French explained that, while the majority of her clients do wish to have a natural birth, and pain medication and interventions come with their own risks, the most important thing is that the mother feels empowered, no matter how it all turns out.

“I have attended hospital births and birth-center births and births where the mom labors extensively at home, because once you walk through the doors of the hospital, choices actually decrease and you are at the ‘mercy’ of hospital policy,” she explained.

She added that statistics show that the women who use a doula have an “enormous decrease” in the use of intervention, including a 50 percent decline in C-sections and shorter labors in first-time moms.

“When a woman feels supported, every system in her body works more effectively,” explained French, adding that there is a 40 percent decrease in the use of pitocin – a drug that mimics that body’s natural oxytocin hormone, which makes the uterus contract, but instead of coming in bursts, as the natural oxytocin does, is administered intravenously, which often means even more medications and interventions and requests for pain relief.

The less intervention there is, the more benefits there seem to be. Besides a drug-free baby, there cost benefits, as well. “All combined, there can be a $4,000 savings when all the interventions are cut out,” she said, “so there’s the economic component, as well.”

French added that, for birthing moms, labor doesn’t have to be the stereotypical scary event that they show on TV, with a woman screaming.

“It’s almost become a comedy routine now, but it can really be peaceful and almost euphoric at the same time,” she emphasized.

Flannery Weimer, a mom who used French for her first birth, in which she gave birth at a birth center in Massachusetts before French came to Maryland, said her experience using a doula was “fantastic.”
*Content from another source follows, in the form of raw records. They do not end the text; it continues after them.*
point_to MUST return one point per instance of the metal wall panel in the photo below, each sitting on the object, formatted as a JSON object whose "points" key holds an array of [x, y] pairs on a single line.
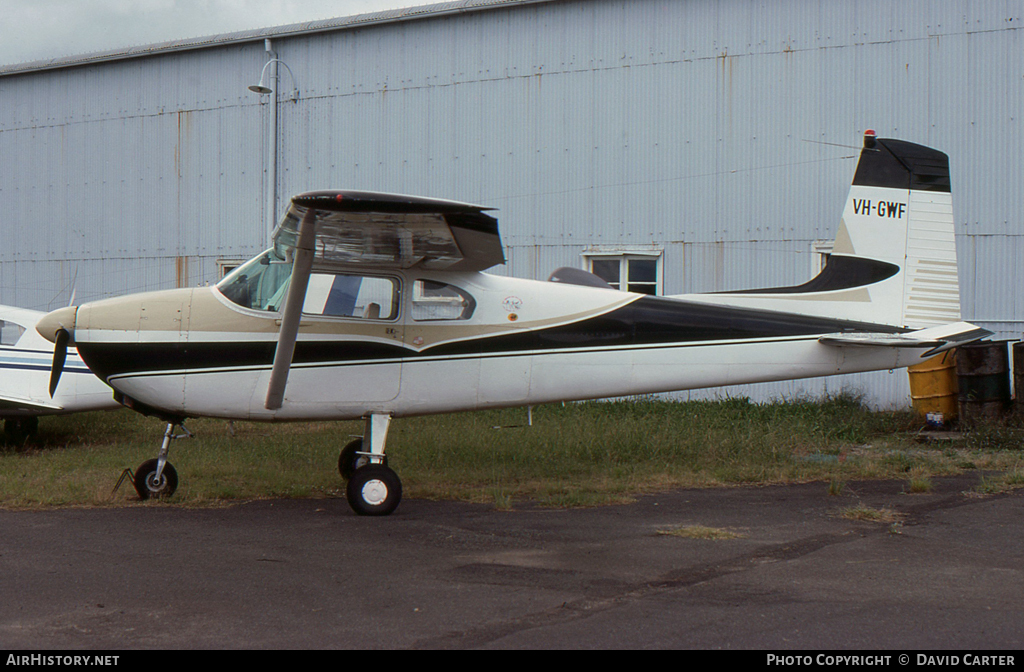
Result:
{"points": [[725, 131]]}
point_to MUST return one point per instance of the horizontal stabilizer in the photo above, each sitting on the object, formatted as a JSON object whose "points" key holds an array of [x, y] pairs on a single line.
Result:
{"points": [[938, 338]]}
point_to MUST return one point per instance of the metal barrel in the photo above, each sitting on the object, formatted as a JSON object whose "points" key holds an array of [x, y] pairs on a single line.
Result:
{"points": [[933, 387], [983, 379], [1019, 375]]}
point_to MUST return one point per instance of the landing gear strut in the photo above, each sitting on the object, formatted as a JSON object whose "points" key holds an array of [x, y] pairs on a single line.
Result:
{"points": [[374, 489], [156, 478]]}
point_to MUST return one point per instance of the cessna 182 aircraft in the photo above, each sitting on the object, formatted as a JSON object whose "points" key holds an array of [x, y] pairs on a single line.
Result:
{"points": [[28, 389], [375, 306]]}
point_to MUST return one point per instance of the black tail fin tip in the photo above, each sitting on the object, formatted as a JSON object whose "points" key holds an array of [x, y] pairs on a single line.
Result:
{"points": [[898, 164]]}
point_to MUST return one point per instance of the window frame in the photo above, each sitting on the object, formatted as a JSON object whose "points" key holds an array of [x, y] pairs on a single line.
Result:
{"points": [[625, 255]]}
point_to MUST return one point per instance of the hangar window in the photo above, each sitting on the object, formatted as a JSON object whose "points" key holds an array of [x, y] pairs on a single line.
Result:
{"points": [[821, 250], [9, 332], [638, 271]]}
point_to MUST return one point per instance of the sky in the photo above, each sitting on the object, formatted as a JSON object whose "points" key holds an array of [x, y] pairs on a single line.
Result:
{"points": [[35, 30]]}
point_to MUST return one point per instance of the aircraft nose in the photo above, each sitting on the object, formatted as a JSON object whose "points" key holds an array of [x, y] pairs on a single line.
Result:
{"points": [[61, 319]]}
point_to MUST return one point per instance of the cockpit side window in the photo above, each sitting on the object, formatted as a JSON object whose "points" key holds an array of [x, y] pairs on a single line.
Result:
{"points": [[260, 284], [343, 295], [434, 300]]}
“The reason I used a doula was about five or six friends of mine all had babies within a year or so of me, and every single one of them ended up with a C-section,” she explained. “I was terrified of that. I didn’t even want drugs, and I certainly didn’t want to be cut open.”

She added that French was also a great resource for her husband, who had the normal anxiety of any first-time dad.
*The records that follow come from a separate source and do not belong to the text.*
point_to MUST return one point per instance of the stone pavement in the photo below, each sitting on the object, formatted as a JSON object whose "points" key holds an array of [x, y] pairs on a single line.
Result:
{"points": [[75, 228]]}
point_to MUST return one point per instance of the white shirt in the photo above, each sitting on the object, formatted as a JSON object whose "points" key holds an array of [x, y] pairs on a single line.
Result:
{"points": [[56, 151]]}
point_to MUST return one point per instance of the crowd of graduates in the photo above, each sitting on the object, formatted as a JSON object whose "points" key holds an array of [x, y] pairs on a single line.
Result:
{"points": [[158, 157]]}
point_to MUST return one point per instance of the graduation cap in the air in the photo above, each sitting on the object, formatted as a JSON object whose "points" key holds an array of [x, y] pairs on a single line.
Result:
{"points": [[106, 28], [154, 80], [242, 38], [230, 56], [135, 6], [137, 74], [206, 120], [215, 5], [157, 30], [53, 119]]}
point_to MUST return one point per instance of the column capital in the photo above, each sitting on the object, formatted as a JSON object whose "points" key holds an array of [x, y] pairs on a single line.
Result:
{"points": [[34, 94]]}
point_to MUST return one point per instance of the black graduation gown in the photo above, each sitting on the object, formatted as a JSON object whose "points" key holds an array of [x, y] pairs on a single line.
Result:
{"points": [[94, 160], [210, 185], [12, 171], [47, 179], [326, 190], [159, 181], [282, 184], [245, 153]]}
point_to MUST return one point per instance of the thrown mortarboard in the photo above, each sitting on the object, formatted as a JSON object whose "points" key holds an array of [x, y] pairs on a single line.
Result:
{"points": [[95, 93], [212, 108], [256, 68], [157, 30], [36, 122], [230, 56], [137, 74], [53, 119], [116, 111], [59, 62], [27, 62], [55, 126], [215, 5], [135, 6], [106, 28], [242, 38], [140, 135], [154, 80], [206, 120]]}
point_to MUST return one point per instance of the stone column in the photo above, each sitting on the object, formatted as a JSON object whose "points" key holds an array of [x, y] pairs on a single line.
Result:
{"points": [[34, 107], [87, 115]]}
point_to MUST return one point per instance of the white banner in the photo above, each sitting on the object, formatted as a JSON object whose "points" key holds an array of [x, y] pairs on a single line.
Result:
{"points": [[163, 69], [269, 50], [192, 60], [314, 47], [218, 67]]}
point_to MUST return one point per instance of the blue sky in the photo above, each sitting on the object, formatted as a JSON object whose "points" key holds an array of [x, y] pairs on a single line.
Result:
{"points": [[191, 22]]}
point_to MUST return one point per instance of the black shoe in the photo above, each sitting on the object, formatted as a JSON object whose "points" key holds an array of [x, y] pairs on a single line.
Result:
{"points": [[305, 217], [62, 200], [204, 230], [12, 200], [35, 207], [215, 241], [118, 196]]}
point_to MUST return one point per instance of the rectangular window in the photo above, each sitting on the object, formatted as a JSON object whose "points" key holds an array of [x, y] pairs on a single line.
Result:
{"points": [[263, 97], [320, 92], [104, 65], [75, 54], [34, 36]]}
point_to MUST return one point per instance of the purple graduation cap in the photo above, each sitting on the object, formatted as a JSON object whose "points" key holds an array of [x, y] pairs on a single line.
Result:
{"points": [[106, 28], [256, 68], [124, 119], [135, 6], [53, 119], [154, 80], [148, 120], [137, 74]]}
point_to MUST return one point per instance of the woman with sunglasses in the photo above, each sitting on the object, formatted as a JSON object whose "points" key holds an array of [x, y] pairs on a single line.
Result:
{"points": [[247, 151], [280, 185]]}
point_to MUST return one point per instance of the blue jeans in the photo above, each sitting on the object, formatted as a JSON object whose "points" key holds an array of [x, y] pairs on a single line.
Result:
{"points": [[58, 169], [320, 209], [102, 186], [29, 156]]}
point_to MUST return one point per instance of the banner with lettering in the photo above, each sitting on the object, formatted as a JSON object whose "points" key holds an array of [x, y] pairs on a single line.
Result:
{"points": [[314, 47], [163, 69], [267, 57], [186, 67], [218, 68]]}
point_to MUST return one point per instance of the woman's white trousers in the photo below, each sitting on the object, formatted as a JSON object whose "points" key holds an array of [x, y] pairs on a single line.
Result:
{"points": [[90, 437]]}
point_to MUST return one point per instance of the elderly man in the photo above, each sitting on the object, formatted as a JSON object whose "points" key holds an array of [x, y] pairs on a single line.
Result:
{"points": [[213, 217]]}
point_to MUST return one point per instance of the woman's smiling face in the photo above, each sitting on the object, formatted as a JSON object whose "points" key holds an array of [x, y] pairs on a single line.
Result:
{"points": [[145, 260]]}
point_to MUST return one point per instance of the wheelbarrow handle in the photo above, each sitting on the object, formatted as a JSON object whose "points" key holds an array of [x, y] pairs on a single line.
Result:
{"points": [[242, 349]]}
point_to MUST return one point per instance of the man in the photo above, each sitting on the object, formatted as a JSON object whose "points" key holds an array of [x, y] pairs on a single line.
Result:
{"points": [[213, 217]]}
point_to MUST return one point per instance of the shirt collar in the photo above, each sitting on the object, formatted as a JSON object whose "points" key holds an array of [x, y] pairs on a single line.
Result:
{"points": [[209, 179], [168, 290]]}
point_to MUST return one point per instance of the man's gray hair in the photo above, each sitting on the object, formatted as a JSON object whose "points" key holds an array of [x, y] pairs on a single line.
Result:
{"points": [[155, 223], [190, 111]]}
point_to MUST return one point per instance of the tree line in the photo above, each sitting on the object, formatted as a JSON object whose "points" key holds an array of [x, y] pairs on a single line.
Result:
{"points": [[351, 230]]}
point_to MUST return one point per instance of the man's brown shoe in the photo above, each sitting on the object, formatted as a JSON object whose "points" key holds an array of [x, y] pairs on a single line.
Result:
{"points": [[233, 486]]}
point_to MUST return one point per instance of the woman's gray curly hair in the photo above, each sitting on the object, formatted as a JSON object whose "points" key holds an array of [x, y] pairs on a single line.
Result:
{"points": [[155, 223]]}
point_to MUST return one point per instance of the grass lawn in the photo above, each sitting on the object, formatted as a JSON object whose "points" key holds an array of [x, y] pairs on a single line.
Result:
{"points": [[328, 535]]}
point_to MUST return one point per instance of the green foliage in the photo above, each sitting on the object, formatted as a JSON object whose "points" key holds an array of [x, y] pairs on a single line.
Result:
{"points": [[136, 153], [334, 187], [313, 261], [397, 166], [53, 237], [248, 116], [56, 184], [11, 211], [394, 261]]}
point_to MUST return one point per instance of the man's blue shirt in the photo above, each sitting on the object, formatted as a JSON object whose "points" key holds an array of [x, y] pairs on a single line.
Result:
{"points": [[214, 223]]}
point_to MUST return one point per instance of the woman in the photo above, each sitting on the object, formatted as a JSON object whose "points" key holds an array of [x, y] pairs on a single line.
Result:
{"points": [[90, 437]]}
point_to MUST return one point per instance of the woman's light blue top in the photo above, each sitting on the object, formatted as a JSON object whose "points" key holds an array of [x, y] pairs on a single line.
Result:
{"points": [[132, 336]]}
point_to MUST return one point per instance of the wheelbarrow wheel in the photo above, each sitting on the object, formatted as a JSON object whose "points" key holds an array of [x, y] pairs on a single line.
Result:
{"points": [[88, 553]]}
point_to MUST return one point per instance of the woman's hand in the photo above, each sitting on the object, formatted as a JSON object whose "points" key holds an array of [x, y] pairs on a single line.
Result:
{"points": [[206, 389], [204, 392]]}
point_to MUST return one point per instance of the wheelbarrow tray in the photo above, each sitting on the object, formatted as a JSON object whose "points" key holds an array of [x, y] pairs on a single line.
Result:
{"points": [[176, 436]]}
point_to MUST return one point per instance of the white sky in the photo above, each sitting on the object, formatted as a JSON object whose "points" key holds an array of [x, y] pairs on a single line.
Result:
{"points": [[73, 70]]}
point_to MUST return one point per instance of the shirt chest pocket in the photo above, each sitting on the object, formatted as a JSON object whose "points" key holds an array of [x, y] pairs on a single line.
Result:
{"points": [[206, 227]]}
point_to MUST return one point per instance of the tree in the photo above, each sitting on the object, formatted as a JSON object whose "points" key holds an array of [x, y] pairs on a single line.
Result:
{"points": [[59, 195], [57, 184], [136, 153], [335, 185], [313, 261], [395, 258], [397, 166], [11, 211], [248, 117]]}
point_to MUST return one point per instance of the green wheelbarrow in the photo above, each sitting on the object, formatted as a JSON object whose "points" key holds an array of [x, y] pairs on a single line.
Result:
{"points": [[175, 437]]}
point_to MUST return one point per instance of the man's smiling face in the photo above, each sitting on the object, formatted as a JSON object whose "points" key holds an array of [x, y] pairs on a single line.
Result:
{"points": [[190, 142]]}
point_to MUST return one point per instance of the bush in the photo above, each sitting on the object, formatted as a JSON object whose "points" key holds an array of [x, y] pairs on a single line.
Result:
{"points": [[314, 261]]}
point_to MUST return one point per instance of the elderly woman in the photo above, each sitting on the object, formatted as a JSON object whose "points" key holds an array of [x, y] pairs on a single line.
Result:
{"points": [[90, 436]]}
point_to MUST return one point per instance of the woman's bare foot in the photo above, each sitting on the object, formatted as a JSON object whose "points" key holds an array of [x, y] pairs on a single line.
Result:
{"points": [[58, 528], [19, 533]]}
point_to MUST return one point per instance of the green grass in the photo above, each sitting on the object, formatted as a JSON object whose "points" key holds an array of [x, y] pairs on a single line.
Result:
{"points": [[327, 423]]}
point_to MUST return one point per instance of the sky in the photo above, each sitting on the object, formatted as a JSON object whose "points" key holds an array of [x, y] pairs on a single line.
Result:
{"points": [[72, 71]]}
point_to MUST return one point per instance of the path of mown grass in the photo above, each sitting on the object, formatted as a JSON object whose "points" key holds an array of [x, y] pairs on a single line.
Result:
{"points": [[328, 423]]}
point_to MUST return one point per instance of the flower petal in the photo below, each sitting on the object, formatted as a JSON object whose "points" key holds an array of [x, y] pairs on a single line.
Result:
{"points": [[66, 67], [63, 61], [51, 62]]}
Weimer said she and French met several times before the birth and talked about her birth plan, and then French helped make that happen when the time came.

“She gave me options as the midwife was talking,” she recalled. “She encouraged me to get into the tub, which I did, and I was able to go though the entire birthing process without drugs or medical interventions.”
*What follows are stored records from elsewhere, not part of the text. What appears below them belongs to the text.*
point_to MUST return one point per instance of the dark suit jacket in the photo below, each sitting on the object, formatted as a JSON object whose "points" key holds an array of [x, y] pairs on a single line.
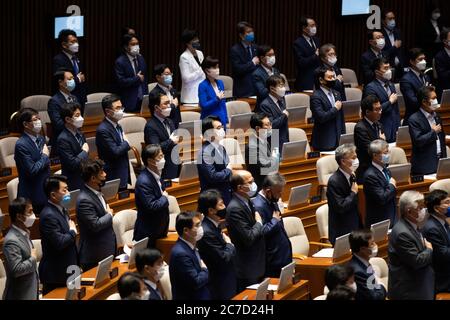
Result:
{"points": [[33, 168], [175, 115], [71, 156], [278, 119], [363, 276], [424, 158], [364, 134], [59, 250], [343, 216], [329, 122], [97, 237], [307, 62], [213, 172], [380, 197], [219, 258], [61, 60], [128, 82], [438, 236], [242, 67], [278, 245], [410, 85], [153, 209], [260, 77], [248, 237], [390, 117], [155, 133], [411, 275], [113, 152], [189, 281]]}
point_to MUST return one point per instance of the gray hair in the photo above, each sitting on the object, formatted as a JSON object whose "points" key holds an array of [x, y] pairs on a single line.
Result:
{"points": [[343, 151], [408, 200], [377, 147]]}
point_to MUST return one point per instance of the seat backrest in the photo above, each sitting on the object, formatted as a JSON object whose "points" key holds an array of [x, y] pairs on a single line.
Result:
{"points": [[322, 221], [350, 77], [123, 225], [12, 187], [7, 146], [297, 235], [398, 156]]}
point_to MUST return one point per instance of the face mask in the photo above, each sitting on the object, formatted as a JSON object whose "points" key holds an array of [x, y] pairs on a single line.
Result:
{"points": [[70, 85], [250, 37], [29, 221], [422, 65], [78, 122], [168, 80], [271, 61]]}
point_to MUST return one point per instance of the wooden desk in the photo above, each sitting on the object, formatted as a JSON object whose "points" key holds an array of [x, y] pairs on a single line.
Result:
{"points": [[298, 291]]}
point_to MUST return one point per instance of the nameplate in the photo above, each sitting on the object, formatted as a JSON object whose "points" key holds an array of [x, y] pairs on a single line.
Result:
{"points": [[417, 179], [314, 155]]}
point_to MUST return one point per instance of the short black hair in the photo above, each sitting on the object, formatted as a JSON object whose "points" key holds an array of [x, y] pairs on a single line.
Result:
{"points": [[91, 168], [185, 220], [147, 257], [207, 123], [18, 206], [188, 35], [69, 109], [64, 35], [434, 198], [337, 275], [108, 101], [367, 103], [52, 184], [359, 239], [150, 152], [208, 199]]}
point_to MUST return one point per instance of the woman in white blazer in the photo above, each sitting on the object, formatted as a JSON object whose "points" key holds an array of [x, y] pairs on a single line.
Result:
{"points": [[190, 66]]}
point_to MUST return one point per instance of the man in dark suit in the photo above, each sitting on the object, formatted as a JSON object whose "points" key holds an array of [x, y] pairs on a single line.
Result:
{"points": [[32, 159], [68, 59], [278, 245], [22, 279], [412, 81], [363, 248], [244, 60], [131, 74], [160, 130], [437, 231], [427, 134], [189, 275], [94, 216], [112, 145], [411, 275], [152, 201], [380, 188], [306, 53], [65, 82], [274, 107], [367, 130], [266, 68], [214, 169], [442, 63], [326, 108], [245, 227], [376, 45], [164, 78], [72, 146], [216, 248], [58, 237], [342, 194], [384, 90], [151, 266]]}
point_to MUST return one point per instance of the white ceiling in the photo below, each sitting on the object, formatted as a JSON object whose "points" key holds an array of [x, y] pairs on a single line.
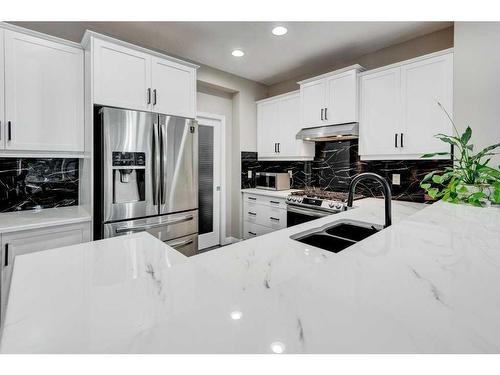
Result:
{"points": [[268, 59]]}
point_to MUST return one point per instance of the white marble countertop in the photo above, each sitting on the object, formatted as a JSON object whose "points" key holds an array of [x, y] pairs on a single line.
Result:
{"points": [[47, 217], [427, 284], [270, 193]]}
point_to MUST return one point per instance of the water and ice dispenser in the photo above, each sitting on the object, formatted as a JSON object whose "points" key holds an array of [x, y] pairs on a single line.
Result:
{"points": [[129, 177]]}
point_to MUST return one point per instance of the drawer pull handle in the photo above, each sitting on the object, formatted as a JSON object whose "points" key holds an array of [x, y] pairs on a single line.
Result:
{"points": [[6, 261]]}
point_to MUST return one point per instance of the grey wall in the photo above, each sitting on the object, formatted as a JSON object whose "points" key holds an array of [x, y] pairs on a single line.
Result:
{"points": [[423, 45], [477, 81]]}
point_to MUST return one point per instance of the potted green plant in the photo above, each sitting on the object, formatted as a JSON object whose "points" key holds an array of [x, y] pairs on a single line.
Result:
{"points": [[471, 179]]}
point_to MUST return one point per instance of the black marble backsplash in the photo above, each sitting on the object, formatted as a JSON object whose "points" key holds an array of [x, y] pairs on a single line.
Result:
{"points": [[31, 183], [336, 162]]}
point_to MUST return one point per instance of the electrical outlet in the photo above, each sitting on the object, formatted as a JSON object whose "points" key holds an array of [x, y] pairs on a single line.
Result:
{"points": [[396, 179]]}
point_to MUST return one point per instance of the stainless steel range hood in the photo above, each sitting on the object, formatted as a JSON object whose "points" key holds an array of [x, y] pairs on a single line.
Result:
{"points": [[330, 133]]}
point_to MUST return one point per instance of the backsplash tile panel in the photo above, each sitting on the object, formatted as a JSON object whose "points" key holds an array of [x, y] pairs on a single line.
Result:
{"points": [[31, 183], [337, 162]]}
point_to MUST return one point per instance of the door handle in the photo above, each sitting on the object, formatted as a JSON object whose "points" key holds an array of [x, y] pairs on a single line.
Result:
{"points": [[156, 164], [179, 243], [163, 188], [6, 259], [151, 226]]}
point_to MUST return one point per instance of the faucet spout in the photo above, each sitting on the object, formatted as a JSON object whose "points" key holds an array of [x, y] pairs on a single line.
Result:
{"points": [[385, 186]]}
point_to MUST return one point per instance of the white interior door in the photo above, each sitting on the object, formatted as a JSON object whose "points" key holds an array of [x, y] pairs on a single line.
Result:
{"points": [[209, 182]]}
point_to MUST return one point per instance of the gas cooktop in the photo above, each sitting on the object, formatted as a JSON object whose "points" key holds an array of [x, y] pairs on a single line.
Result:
{"points": [[320, 199]]}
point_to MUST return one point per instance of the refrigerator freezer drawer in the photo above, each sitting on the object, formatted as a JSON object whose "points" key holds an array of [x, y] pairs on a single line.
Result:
{"points": [[187, 245], [165, 227]]}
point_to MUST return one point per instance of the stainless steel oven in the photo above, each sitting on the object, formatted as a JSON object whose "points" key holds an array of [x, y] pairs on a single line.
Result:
{"points": [[297, 215]]}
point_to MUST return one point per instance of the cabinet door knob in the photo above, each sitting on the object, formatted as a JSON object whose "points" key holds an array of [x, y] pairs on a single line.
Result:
{"points": [[6, 260]]}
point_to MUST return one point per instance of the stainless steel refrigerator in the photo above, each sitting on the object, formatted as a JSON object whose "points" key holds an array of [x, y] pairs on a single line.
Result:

Cindy Collins, another area doula serving central Delaware and the surrounding counties, also provides placenta encapsulation – to preserve the placenta for the mother, for medicinal use under traditional medicine – and has a myriad of herbal products available, in addition to her doula services, including Womb Wellness Tea, Milkmaid Tea for nursing mothers and Divine Digestion Tea designed to help with everything from morning sickness to heartburn.

Collins takes a holistic approach to her doula services, all the while providing the individual mothers with services to meet their needs.

“I believe birth can be an enjoyable, transcending, life-changing, painless and empowering experience. I believe birth is a safe physiological event, not a medical emergency. Birth is inherently safe, interference is risky. I strongly advocate for the use of midwives and out-of-hospital births,” she said.